LOW FINANCE

AN ECONOMICS MAGAZINE FOLDS AFTER AMASSING A HUGE DEBT.

Stone was asked to resign in December 1990. He agreed. As they cleaned out his office, the Tregarthens uncovered--literally--more evidence of why the magazine was stumbling. "We discovered invoices in his desk drawer, behind filing cabinets, that had not been entered into the magazine's ledger, giving a rosier picture of The Margin's health than what really was," Suzanne recalls. "Literally, things were hidden; we were afraid to lift up the carpet for fear of what we'd find."

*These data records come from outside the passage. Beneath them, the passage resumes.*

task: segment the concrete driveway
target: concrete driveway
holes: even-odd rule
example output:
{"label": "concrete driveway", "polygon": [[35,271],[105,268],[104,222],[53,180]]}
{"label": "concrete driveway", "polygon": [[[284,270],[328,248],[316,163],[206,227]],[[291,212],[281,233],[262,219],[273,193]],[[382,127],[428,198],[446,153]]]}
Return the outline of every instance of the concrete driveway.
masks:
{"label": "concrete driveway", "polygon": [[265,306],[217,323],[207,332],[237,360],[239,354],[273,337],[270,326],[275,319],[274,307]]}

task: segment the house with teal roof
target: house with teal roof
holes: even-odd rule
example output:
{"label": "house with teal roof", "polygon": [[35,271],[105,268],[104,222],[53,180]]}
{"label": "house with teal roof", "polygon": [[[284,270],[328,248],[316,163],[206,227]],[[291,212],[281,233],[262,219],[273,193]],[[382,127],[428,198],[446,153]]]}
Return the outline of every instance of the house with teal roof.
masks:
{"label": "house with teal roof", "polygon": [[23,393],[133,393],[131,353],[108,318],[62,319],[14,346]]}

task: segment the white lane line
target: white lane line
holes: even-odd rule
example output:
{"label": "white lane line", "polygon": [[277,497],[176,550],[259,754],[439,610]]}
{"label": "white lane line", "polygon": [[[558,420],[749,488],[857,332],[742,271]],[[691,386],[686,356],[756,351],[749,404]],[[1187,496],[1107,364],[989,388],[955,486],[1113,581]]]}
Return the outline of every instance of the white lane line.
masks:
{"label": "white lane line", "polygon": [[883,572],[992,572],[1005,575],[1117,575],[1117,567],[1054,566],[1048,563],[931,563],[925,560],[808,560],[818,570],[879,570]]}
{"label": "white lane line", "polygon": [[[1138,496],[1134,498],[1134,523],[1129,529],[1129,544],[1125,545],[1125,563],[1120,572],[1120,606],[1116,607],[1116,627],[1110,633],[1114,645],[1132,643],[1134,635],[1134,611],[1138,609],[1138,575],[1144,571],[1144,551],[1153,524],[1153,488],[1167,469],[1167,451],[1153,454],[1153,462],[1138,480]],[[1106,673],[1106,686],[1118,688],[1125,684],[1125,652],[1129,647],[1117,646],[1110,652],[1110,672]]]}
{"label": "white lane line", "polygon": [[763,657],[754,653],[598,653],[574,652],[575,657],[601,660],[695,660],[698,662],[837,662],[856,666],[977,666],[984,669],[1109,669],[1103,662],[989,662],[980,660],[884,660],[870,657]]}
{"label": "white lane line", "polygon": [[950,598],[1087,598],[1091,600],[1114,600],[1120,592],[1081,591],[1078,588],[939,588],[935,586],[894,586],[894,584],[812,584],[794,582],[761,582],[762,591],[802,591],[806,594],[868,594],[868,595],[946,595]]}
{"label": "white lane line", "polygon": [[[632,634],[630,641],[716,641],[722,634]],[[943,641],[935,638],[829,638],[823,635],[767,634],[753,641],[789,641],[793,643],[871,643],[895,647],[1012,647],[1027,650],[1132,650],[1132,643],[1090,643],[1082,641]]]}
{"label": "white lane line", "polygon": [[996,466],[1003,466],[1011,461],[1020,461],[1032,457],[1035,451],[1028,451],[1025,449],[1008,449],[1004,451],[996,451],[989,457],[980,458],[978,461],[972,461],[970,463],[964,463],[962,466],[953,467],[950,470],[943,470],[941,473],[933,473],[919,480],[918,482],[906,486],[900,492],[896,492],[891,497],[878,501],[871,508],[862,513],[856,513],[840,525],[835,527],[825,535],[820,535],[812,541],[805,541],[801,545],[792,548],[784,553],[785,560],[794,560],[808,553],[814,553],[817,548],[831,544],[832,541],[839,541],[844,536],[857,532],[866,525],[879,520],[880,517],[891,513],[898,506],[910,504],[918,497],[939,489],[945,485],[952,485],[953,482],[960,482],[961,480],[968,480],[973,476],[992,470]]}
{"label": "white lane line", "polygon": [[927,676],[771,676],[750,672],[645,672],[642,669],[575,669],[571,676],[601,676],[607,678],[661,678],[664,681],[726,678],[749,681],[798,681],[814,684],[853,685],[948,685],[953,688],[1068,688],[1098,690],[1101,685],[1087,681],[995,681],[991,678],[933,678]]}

The final tab was sobering. When all the invoices and genuine receivables were figured, the Tregarthens calculated that, instead of running a surplus, The Margin was now suddenly $250,000 in debt.

The university launched what was to be the first of two internal investigations in early 1991. Suzanne recalls one early meeting with Stone and James Null, dean of UCCS's School of Letters, Arts and Sciences. Stone told Null the advertisers were lying about being promised free ads. "All of the advertisers?" Null asked. "Yes," Stone replied. (Null did not return phone calls from Westword.)

According to Beeton, the university's spokesman, the investigation found "absolutely no grounds whatsoever for criminal proceedings." Still, the probe was less than revealing. Even now, says Beeton, nobody is entirely clear how The Margin nose-dived into a quarter-million-dollar hole in a little over a year. "Why that happened, or how that happened--your guess is as good as mine," he says.

The Tregarthens also began checking up on Stone on their own. They discovered that, although Stone apparently had taken courses at Cal-Davis, the school had no record of his having received a degree. (UCCS had not required Stone to submit transcripts with his job application.) Stone also claimed that he had taught at Davis. Untrue, according to the university's registrar.

Although the massive debt left the magazine's future murky, one thing was clear: Because the university had absorbed The Margin five years earlier, it was now responsible for its bills. In October 1991 the University of Colorado treasury extended a $250,000 loan to UCCS to wipe off the red ink. The Margin, in turn, was to repay UCCS $35,000 a year over seven years; UCCS supplemented that with an additional $11,000.

The Margin managed to meet the payments for a short time. After cutting costs drastically--several positions were eliminated, and the magazine was scaled back to a twice-yearly publication--The Margin stayed afloat for nearly two years. This January, however, Suzanne Tregarthen, who had been brought back as editor, recommended the university cease publication because The Margin couldn't pay its debts in 1994. The final edition was dated Spring 1994.

On May 2 the University of Colorado system released the results of its own investigation into The Margin's finances. It blamed no single person for the fiasco and praised UCCS for moving quickly to correct the deficit. The report concluded that the magazine had run up a huge debt because its accounts receivable were overstated, its production costs had risen and it was suffering from unreliable financial information. Yet its authors also acknowledged that their analysis was hampered by incomplete financial records.

Unfortunately for UCCS, there was still the matter of the $200,000 it owed the University of Colorado treasury. In an attempt to recoup some of that, this April UCCS mailed letters to 200 companies that might be interested in purchasing what remained of The Margin. Seventeen responded and were asked to submit formal bids. By the bid cutoff date last month, however, none had been received.

Meanwhile, this December UCCS will cut the first $46,232 annual check out of its general fund to repay the University of Colorado's treasury for the bail-out loan. According to Financial Services Director Paris, UCCS will make the final payment on The Margin's debt in 1998.